Jean-Marie Charon, École des hautes études en sciences sociales (EHESS)
C’est devenu une tradition printanière, chaque année lors des Assises du journalisme, un état de l’emploi des journalistes est présenté. Il se nourrit des statistiques de la Commission de la carte d’identité des journalistes professionnels (CCIPJ).
Il est également éclairé par le récapitulatif des grands dossiers ou événements qu’ont connus les entreprises, à l’image des plans de départs volontaires ou plans sociaux. Pour cela la presse professionnelle (La Correspondance de la presse) et plusieurs syndicats de journalistes (SNJ, CFDT, CGT) apportent leurs éclairages réciproques.
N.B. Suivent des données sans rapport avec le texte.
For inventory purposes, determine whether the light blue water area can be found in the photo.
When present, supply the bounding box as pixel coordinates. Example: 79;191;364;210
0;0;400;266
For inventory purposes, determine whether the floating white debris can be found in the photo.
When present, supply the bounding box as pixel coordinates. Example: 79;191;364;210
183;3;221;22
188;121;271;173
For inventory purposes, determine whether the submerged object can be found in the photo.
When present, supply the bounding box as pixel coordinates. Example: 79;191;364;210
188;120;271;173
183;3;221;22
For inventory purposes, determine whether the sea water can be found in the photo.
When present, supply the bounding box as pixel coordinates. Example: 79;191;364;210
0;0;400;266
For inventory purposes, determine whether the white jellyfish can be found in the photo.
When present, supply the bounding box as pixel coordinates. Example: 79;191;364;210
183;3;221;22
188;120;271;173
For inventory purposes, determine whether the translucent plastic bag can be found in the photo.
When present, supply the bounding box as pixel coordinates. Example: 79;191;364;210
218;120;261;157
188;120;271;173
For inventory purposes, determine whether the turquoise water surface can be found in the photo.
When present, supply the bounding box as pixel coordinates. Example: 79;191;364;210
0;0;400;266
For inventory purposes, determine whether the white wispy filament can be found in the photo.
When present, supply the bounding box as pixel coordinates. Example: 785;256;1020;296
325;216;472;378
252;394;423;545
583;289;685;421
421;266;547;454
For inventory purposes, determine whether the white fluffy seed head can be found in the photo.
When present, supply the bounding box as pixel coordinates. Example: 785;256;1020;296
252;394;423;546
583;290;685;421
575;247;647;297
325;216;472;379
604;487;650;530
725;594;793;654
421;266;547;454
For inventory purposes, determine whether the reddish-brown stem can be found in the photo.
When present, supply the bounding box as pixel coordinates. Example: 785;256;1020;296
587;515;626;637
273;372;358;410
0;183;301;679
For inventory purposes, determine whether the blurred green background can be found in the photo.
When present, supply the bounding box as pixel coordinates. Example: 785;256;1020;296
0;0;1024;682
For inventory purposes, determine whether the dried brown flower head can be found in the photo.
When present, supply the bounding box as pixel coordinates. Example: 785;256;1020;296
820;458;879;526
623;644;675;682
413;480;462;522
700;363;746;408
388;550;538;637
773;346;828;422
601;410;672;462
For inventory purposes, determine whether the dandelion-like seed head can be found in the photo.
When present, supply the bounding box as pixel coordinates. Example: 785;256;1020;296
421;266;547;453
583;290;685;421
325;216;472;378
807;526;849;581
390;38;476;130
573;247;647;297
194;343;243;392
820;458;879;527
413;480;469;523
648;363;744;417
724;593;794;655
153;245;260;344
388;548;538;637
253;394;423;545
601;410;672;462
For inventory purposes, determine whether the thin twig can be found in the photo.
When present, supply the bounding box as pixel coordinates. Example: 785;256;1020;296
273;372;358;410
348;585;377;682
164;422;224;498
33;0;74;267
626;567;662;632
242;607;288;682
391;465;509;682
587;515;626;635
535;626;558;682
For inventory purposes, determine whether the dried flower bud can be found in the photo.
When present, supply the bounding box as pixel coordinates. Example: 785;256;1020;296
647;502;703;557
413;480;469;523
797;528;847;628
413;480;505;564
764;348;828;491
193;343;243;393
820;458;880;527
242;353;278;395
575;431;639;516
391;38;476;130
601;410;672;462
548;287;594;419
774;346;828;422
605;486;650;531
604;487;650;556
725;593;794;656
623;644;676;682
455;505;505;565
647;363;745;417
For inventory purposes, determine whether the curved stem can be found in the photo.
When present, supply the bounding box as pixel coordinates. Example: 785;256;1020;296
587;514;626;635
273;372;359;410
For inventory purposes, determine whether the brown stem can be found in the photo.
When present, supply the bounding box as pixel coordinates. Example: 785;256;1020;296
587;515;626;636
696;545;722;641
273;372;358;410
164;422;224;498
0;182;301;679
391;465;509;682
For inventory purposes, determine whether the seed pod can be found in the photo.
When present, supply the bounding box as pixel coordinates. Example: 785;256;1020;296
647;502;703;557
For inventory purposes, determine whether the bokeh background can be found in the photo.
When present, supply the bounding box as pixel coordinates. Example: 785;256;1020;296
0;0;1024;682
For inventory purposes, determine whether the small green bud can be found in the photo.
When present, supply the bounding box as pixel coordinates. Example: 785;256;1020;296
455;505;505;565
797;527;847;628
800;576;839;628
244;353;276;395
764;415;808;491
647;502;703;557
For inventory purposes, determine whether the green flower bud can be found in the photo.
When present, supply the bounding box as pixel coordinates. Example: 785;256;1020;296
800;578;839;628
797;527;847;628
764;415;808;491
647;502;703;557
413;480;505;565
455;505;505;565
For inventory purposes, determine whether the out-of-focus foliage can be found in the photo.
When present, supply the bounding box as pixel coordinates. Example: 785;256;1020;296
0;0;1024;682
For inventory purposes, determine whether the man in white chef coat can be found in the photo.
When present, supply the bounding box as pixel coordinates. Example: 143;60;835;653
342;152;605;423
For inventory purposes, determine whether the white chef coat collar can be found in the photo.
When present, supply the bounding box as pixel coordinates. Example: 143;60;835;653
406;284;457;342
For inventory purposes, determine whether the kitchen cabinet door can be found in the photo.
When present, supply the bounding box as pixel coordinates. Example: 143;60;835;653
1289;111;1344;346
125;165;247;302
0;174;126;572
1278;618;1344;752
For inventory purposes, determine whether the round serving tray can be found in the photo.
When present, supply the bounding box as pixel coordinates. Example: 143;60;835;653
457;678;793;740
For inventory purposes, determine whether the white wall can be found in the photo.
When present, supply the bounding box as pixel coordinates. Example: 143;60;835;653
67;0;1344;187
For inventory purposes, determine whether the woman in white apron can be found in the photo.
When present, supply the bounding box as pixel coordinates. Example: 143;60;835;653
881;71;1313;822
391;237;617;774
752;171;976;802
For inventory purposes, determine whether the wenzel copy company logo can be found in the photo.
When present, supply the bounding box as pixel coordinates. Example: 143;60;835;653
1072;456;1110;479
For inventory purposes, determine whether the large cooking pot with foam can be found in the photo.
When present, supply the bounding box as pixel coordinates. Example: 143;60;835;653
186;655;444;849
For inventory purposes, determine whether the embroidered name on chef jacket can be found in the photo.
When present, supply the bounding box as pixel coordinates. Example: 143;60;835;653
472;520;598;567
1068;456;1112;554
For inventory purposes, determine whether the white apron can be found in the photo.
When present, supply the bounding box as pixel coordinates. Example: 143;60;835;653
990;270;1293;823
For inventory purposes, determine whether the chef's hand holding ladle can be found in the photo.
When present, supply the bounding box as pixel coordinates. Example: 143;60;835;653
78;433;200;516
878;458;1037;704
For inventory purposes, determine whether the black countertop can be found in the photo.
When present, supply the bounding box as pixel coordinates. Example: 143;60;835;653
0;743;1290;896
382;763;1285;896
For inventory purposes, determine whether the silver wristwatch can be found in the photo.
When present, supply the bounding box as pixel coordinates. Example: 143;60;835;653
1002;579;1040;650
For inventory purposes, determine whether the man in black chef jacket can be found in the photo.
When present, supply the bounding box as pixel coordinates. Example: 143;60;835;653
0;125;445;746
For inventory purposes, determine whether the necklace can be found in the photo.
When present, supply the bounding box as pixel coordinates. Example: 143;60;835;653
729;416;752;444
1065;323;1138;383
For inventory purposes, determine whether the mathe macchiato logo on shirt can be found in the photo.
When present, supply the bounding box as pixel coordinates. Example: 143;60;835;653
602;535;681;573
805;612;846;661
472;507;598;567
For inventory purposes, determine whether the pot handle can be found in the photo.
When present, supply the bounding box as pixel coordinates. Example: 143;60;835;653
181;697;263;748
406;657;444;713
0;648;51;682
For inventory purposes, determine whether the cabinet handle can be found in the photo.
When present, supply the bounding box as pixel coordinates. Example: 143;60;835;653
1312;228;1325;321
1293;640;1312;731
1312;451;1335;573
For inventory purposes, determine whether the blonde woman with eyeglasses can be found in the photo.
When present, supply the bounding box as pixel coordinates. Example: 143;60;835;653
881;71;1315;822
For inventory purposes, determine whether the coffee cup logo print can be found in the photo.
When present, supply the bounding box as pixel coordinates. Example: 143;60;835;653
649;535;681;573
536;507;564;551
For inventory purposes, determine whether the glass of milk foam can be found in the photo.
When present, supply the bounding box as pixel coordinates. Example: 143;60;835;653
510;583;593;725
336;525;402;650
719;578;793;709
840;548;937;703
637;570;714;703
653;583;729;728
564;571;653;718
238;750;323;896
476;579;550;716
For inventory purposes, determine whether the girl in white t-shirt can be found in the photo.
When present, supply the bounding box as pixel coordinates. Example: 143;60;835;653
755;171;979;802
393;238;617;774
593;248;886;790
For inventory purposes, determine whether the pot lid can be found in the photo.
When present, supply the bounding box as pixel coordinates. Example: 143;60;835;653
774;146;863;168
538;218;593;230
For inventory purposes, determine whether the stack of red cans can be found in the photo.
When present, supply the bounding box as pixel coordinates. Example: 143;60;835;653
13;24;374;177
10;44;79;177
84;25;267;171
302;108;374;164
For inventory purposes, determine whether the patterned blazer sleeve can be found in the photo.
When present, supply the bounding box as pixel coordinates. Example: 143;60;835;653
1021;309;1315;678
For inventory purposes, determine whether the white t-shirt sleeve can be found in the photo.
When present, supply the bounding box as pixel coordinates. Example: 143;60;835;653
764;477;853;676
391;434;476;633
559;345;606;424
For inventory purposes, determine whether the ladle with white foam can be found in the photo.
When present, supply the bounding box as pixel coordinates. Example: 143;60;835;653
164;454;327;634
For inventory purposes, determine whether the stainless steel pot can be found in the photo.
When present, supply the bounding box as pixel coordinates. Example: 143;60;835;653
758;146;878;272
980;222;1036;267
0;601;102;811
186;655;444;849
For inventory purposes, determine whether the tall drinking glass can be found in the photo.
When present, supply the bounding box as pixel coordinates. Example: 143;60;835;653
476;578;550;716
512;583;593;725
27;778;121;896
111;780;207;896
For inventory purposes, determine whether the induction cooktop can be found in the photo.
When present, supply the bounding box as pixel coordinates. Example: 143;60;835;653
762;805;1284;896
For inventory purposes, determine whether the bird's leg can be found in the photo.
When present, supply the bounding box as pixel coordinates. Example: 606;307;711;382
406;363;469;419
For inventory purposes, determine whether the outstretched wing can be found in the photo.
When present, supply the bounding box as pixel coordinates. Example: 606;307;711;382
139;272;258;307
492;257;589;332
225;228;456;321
Enfin, le collectif organisateur des Assises identifie un thème qui apportera une compréhension supplémentaire à des tendances à l’œuvre qui traversent la profession. Cette année il s’agissait d’une sorte de population cachée de la profession qui n’accède pas la carte de presse et dont la saisie statistique est bien malaisée.
Un effectif en recul, pour une profession qui se féminise et se précarise
Depuis 2009 le nombre de journalistes baisse en France. En 2017 ce nombre est de nouveau en recul, même si c’est avec un petit ralentissement. Il y a désormais 35 047 journalistes détenteurs de la carte de presse. Le moment où l’effectif était le plus fort, ils étaient 37 307. Avec 6,05 % le recul est donc substantiel, même s’il peut paraître modeste au regard de chiffres nord-américains, voire espagnols, où celui-ci est de l’ordre de 30 %.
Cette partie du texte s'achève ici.